Consider a typical user agent plus accessibility API client AT
scenario. The browser not the AT would parse the HTML, correct the
errors, resolve the hrefs, build the DOM, including for the hidden
sub-DOM. The sub-DOM would not (at least initially) be included in the
accessibility tree. When the the sub-DOM was opened by an action on
the node pointing at it via @aria-describedby, either (a) the browser
would render the content in an overlay with a backing accessibility
tree or (b) the browser would expose and maintain an accessibility
tree for the sub-DOM and the AT would render the accessibility tree.

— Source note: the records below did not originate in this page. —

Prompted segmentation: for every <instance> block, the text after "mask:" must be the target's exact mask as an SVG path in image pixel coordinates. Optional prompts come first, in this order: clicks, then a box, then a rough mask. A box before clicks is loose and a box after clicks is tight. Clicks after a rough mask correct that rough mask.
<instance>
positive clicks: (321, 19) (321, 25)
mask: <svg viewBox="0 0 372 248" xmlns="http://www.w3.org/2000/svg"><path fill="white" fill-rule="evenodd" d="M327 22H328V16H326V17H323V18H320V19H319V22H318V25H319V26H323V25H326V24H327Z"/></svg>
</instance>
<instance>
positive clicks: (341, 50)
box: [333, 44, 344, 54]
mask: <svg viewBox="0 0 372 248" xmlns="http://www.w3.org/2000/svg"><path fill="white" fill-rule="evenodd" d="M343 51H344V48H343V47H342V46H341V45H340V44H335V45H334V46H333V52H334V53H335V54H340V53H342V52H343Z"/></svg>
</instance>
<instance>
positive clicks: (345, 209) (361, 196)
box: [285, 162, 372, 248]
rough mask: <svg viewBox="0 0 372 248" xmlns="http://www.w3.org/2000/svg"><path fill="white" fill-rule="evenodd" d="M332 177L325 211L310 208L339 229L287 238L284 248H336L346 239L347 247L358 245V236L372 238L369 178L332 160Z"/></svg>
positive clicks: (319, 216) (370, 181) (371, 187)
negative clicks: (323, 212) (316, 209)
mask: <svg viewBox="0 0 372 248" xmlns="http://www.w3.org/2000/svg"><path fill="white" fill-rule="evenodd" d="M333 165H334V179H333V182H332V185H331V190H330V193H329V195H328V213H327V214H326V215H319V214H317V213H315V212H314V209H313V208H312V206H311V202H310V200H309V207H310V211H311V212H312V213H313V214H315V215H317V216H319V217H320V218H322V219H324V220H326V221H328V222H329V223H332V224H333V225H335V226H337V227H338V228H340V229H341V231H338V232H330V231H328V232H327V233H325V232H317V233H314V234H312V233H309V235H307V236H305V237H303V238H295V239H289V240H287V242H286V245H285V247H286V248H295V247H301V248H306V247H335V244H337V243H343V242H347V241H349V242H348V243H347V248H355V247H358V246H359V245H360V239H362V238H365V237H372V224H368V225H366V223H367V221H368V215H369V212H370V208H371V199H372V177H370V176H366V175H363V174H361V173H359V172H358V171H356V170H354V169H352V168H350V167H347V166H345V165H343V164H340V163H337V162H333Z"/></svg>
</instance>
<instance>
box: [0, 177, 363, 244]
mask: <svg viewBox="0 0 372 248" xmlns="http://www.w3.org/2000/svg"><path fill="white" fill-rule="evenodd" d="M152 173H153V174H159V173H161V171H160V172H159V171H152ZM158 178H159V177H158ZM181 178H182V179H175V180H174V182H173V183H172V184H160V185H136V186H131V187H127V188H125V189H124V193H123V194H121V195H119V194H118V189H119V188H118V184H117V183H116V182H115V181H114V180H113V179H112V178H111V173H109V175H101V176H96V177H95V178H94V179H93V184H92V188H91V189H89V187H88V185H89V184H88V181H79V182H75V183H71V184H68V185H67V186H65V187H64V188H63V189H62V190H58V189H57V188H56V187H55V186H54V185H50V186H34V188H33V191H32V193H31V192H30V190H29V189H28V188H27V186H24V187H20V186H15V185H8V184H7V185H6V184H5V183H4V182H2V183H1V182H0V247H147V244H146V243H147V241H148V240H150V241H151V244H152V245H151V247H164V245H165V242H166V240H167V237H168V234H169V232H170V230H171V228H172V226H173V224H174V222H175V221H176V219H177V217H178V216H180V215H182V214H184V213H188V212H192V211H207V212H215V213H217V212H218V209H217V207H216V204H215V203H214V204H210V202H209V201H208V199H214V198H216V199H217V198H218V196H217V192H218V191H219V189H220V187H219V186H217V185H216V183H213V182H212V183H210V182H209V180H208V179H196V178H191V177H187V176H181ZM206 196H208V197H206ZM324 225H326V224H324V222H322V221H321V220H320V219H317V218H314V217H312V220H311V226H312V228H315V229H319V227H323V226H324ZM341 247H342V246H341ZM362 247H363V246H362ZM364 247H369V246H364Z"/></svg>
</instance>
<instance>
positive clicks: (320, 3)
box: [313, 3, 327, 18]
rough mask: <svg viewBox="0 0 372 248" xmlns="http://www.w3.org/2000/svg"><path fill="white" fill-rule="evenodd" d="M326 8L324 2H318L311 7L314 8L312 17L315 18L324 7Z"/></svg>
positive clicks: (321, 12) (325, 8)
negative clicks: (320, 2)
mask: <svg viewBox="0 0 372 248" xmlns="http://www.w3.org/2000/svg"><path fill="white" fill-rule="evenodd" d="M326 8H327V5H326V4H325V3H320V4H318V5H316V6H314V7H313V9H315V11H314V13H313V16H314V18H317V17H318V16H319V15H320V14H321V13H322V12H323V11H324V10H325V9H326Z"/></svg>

At no point would ATs be responsible for HTML DOM construction or even
require access to the raw DOM: they would operate purely and entirely
via the accessibility tree. This would be fundamentally similar to
NVDA pulling out the link nodes from the exposed accessibility tree
and rendering links widgets in a Links List, except it would involve a
widget for all the roles in the ARIA taxonomy rather than just the one
widget.

That's certainly an additional burden, but it's not the level of
burden nor the interoperability risk you're implying. For one thing,
most of the ARIA roles already have native representations in platform
widget sets (derived as they were from desktop widget sets). I do
agree with you that an implementation where the AT _merely_ triggers
an action in the browser is likely more attractive to typical AT
implementors like NVDA, but if Apple would prefer to go down the route
of spitting out the widgets on the VoiceOver side, that's their
business. We're already in a situation where different combinations of
clientside technologies meet user requirements with a different
division of labour in different setups.